Roman Catholicism is the major religion in Boac, with the see of the Diocese located in its town proper, the Immaculate Conception Cathedral.

There are also several Christian denominations present, such as the Iglesia ni Cristo, which operates chapels in Boac. Born-Again groups are also active such as the Victory, Solid Rock, and Jesus the Lord of Lords Churches.

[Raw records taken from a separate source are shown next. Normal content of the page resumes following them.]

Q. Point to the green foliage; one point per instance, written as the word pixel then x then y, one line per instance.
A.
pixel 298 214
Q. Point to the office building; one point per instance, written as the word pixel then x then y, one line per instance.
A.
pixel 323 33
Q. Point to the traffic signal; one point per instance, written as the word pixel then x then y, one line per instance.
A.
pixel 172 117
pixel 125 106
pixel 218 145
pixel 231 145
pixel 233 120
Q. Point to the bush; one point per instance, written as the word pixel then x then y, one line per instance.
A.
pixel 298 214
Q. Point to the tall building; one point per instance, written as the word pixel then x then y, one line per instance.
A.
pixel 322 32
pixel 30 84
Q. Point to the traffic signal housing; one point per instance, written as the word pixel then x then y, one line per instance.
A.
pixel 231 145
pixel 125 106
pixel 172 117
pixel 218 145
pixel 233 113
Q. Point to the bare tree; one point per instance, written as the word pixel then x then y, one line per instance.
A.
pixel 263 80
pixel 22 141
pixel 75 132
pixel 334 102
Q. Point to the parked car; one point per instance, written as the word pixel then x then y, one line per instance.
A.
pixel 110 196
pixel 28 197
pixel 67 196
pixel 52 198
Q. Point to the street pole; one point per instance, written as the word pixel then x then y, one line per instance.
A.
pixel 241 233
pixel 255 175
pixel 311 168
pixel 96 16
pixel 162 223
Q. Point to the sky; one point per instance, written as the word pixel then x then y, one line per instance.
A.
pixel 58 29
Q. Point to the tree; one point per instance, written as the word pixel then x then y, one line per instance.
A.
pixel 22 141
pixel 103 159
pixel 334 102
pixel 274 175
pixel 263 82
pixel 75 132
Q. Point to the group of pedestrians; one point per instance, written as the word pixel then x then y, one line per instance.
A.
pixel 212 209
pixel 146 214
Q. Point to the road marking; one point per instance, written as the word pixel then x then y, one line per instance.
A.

- The Annual Moriones Festival is held in Boac and surrounding areas of Marinduque Island during the Lenten season. This holy celebration is famed as one of the most colorful festivities in Marinduque and the Philippines.
- The Feast of the Immaculate Conception is celebrated every December 8.

==Notable personalities==

- Ricardo Paras (February 17, 1891 - October 10, 1984) - Chief Justice of the Supreme Court of the Philippines from April 2, 1951, until February 17, 1961.
- Paz Latorena (January 17, 1908 – October 19, 1953) - one of the foremost writers of the first generation of Filipino English writers, in both literary writing and education was a poet, editor, author, and teacher.
- Pilar Hidalgo-Lim (May 24, 1893 - December 8, 1973) - Filipino educator and civic leader. She was married to Brig. General Vicente Lim, a World War II hero.
- Hayden Kho - Filipino celebrity and doctor with roots from Brgy. San Miguel, Boac.
- Gretchen Malalad - Filipina 2005 Southeast Asian Games karate gold medalist and a former beauty pageant contestant in Binibining Pilipinas 2002 with roots from Brgy. Tugos, Boac.
- Zaijian Jaranilla - Filipino actor and model having primary allegiance with ABS-CBN Corporation under Star Magic and secondary allegiance conditionally with other media companies (GMA Network and TV5 Network) who is best known for his role as the orphan Santino in the 2009–2013 ABS-CBN religious-themed teleserye, May Bukas Pa. A native of Gloria, Oriental Mindoro and resides at University of the Philippines (UP) Professors Subdivision at Tandang Sora (formerly Roxas District until 2019) in Quezon City, Metro Manila, he spends his vacation at Brgy. Amiongon, Boac.
- Zymic Jaranilla – Zaijian Jaranilla's sibling who originally worked with ABS-CBN briefly and currently a GMA Network contract artist. Like Zaijian, he is a native of Gloria, spends vacation at Boac, and resides at Quezon City.